Dans mon verger, comme chez beaucoup d’amateurs de fruits, le challenge chaque année reste le même : protéger les pommiers des vers sans sacrifier la santé du sol ni la qualité des fruits. J’accompagne ici Michel, ancien commercial devenu jardinier vigilant, qui partage ses astuces issues d’années d’expérimentation — taille, filets, pièges et traitements biologiques. Le fil conducteur : intervenir au bon moment, du printemps à la récolte, pour rompre le cycle du carpocapse et limiter les attaques de pucerons et autres nuisibles. Vous trouverez un calendrier clair des interventions, des méthodes naturelles comme les nématodes et le Bacillus thuringiensis, ainsi que des gestes d’hygiène et de prévention simples à mettre en œuvre. Ces conseils privilégient la protection durable du verger, en combinant surveillance, traitements ciblés et petites habitudes qui font toute la différence pendant le printemps et l’été.
Quand intervenir : calendrier des traitements pour pommiers
Le moment d’intervention dépend du climat local. Dans le Midi et le Sud-Ouest, la période de ponte commence souvent fin avril / début mai ; ailleurs, comptez une dizaine à quinze jours de décalage.
Pour limiter les chenilles, traitez au bon stade : une première application de Bacillus thuringiensis (Bactospéine) début mai, une seconde quinze jours plus tard, et une troisième environ un mois après si la pression d’insectes persiste. Installez des pièges à phéromones en mai pour réduire la fécondation et suivez les captures pour ajuster vos pulvérisations.
En fin de printemps, posez des bandes de glu autour des troncs et renouvelez-les jusqu’à la récolte : elles empêchent les larves de remonter dans l’arbre. Ramassez systématiquement les fruits tombés, souvent premiers indices d’une attaque.

Méthodes biologiques et gestes préventifs efficaces
Pour agir sur la forme hivernante du carpocapse, plusieurs solutions douces s’articulent selon la saison.
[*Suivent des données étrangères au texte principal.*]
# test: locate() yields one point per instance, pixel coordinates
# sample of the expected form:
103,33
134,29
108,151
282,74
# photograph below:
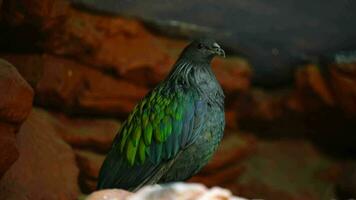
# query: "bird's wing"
160,126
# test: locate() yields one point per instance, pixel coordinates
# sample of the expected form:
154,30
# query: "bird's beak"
218,50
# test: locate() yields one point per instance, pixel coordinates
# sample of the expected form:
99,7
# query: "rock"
36,13
8,149
15,104
346,182
309,80
234,74
46,168
89,164
182,191
343,81
95,134
16,94
76,88
115,44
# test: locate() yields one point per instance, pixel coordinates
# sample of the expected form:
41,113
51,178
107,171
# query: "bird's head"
202,50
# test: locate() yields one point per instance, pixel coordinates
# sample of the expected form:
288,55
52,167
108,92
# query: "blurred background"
71,71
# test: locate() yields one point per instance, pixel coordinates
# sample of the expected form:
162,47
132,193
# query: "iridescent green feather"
155,118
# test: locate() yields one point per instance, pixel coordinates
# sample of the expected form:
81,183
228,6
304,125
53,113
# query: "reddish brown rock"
89,164
234,74
16,94
8,150
15,104
110,43
46,168
96,134
343,80
38,13
71,86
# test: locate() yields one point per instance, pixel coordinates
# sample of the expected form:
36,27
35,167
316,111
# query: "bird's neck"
198,76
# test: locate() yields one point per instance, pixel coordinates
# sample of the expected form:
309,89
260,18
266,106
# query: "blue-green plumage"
173,132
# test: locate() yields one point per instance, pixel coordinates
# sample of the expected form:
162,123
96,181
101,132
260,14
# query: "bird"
174,130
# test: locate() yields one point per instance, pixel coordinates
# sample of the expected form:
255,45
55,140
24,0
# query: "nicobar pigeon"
174,130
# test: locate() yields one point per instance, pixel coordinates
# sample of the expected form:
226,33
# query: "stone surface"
76,88
8,149
181,191
89,164
94,134
46,168
15,104
16,94
115,44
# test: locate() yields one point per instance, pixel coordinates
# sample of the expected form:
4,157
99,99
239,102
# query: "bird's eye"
200,46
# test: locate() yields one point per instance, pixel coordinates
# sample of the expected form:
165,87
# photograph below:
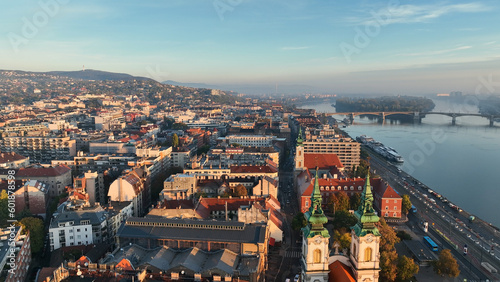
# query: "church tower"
315,239
299,154
365,239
L’automne est idéal pour appliquer des nématodes sur un sol humide : évitez sols trop chauds ou trop froids pour préserver leur efficacité.
- En hiver, pulvérisez Steinernema feltiae au pied des arbres et, si nécessaire, sur les troncs ; ces nématodes s’attaquent aux cocons enfouis et réduisent la population au printemps.
- Enduisez les troncs d’un badigeon à base de chaux et d’huiles végétales pendant l’hiver : cela détruit les cocons et limite les refuges pour les vers.
- Protégez quelques fruits (si peu d’arbres) avec des sachets individuels et installez des filets ou voiles anti-insectes pour une protection passive pendant la floraison et la formation des fruits.
Contrôlez l’humidité des zones traitées : nématodes et produits biologiques sont efficaces uniquement si le milieu reste humide après application. Insight : une stratégie combinée en automne-hiver réduit drastiquement les traitements au printemps.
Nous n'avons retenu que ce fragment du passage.